Getting started and learning about our dataset
We started this project by looking at ways we could work with an external collaborator and their dataset. Luckily, Olin’s professors have a breadth of data-rich research projects going on and we were able to find and work with Professor Scott Hersey and the environmental data he collected in the low-income South African township of Kwadela. Because Scott works and teaches a class on campus, we were able to meet with our collaborator to understand the context of the data and ask questions about circumstances surrounding data collection and odd points and outliers; before this project we had to make up our own context for data sets and catch probable errors based on our limited knowledge of the dataset subject field.
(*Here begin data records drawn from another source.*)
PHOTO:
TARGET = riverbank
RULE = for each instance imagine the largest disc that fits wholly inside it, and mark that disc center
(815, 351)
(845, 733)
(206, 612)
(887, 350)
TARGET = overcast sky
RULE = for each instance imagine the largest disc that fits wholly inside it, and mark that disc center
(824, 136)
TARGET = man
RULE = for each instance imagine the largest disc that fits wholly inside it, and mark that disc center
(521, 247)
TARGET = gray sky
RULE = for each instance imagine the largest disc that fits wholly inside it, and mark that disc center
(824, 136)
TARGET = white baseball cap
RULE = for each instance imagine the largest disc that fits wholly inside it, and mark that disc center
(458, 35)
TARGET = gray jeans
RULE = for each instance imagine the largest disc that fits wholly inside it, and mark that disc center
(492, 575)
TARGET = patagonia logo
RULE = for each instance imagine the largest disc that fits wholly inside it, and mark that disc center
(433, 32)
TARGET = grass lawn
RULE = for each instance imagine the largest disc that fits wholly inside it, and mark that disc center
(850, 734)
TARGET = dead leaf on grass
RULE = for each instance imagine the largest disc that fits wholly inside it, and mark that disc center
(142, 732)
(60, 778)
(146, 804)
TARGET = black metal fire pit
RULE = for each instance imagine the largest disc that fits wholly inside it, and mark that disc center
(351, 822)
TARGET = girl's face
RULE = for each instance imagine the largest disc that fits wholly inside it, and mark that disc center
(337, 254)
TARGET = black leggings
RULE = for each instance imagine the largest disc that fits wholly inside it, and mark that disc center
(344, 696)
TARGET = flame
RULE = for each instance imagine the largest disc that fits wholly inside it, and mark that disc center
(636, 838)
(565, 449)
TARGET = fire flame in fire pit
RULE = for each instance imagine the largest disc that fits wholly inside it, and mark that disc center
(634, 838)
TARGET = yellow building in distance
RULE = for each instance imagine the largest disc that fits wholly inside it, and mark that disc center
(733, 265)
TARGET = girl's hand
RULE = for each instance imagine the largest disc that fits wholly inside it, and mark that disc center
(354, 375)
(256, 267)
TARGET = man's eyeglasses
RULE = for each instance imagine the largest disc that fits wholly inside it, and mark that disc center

During our meeting with Scott, we were able to identify tangible research questions for our project, understand how the data was expected to behave based on principles of chemistry and anthropology, and select a handful of actually useful columns of data from the 50+ column long csv file Scott had originally provided us. For example, we learned that homes in Kwadela usually have very poor insulation and rely on coal burning stoves for warmth. These same coal burning stoves throw large quantities of pollutants in the air and ultimately cause lung related health concerns for the inhabitants of Kwadela. By comparing trends in outdoor temperature, indoor temperature (which indicates stove usage), and pollutant concentrations, we should be able to see how closely stove use is connected to pollution and cold weather.